Title: Bifurcation from intervals for Sturm-Liouville problems and its applications
Authors: Guowei Dai (Northwest Normal Univ., Lanzhou, China)
Ruyun Ma (Northwest Normal Univ., Lanzhou, China)
Abstract:
We study the unilateral global bifurcation for the nonlinear
Sturm-Liouville problem
$$\displaylines{
-(pu')'+qu=\lambda au+af(x,u,u',\lambda)+g(x,u,u',\lambda)\quad x\in(0,1),\cr
b_0u(0)+c_0u'(0)=0,\quad b_1u(1)+c_1u'(1)=0,
}$$
where $a\in C([0, 1], [0,+\infty))$ and $a(x)\not\equiv 0$ on any subinterval
of $[0, 1]$, $f,g\in C([0,1]\times\mathbb{R}^3,\mathbb{R})$ and f is
not necessarily differentiable at the origin or infinity with respect to u.

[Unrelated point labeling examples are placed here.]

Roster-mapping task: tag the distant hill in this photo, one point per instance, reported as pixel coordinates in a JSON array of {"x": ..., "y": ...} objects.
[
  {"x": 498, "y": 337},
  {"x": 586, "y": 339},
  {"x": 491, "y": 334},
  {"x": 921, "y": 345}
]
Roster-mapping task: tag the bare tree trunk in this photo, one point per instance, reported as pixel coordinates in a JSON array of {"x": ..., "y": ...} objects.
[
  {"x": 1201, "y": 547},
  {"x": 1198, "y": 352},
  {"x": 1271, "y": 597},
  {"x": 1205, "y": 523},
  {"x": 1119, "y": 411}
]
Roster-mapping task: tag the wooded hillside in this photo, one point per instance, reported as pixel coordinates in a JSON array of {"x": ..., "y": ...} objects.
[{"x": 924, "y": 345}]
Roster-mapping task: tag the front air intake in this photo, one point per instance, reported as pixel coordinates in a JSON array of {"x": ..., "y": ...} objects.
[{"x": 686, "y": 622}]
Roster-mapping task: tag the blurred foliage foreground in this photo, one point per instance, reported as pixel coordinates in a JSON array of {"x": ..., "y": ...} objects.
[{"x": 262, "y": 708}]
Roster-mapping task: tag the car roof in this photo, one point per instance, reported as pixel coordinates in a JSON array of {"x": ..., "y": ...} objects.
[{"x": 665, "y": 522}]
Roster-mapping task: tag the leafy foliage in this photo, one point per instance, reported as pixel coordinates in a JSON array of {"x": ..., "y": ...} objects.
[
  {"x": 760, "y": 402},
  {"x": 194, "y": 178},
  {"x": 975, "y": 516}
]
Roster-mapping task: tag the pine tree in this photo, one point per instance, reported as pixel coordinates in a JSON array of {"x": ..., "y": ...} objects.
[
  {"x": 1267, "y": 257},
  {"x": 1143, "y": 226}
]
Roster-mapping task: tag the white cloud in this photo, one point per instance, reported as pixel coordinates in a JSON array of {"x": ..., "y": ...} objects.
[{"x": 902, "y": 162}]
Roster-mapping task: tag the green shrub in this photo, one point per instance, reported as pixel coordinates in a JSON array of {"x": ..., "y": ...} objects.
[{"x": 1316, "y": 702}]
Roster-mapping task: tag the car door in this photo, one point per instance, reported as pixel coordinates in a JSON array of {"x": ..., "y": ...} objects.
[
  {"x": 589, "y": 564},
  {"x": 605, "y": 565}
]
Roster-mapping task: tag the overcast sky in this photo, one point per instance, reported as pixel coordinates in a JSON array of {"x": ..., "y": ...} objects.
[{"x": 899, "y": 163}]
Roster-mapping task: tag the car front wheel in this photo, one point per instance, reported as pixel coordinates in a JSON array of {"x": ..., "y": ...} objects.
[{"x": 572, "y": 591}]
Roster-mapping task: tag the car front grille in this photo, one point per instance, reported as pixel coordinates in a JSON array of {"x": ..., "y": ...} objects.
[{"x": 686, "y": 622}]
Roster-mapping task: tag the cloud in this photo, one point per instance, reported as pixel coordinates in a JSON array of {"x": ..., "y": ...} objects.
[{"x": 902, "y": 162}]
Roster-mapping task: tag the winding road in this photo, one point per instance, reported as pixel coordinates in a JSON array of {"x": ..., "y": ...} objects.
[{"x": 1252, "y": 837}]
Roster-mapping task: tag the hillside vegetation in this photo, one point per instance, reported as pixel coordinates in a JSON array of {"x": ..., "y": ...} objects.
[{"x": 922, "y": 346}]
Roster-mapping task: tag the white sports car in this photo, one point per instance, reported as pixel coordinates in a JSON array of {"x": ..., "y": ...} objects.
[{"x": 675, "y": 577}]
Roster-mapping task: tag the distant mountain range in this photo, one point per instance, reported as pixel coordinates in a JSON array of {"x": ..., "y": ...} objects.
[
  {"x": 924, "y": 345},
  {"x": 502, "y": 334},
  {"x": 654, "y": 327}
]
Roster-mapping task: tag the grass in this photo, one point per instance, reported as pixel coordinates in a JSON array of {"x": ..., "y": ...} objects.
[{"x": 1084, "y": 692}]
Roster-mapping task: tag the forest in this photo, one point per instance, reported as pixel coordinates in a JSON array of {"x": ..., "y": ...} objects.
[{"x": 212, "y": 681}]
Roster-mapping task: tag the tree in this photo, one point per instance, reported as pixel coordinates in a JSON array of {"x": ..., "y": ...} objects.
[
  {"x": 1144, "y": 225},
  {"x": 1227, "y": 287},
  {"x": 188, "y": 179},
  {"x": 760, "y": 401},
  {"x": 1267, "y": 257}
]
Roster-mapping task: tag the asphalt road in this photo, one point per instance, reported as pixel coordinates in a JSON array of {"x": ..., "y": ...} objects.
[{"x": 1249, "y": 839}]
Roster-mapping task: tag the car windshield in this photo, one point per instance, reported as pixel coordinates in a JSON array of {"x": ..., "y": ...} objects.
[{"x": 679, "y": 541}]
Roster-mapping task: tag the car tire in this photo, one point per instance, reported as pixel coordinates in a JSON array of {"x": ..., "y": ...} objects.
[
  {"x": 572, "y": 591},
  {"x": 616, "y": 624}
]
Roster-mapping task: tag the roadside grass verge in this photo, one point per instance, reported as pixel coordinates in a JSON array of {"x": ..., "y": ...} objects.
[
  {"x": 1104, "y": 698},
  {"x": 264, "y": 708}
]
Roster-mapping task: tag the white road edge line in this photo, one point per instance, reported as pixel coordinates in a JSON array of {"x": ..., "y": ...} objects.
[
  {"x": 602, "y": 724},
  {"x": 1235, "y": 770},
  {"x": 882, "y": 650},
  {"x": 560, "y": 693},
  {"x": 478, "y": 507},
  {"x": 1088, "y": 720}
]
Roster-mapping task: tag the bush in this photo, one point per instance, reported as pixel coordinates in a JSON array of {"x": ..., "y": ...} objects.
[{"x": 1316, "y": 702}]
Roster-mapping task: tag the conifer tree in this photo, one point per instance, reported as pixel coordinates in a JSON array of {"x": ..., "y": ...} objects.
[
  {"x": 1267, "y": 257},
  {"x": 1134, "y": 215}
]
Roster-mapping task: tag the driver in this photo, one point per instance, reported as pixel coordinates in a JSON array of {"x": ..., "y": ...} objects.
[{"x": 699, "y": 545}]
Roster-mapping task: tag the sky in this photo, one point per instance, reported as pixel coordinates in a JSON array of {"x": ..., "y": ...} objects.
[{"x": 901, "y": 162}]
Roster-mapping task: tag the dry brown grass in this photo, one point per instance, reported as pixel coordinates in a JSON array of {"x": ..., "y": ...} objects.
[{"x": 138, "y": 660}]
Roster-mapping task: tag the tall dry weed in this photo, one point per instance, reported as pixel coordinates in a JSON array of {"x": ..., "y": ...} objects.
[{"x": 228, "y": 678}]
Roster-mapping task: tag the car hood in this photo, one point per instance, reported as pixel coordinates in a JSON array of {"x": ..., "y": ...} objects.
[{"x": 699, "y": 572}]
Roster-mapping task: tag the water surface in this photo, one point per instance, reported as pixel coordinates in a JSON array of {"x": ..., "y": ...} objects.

Some applications are given to nonlinear second-order two-point boundary-value
problems. This article is a continuation of [8].
Submitted September 8, 2013. Published January 03, 2014.
Math Subject Classifications: 34B24, 34C10, 34C23.
Key Words: Global bifurcation; nodal solutions; eigenvalues.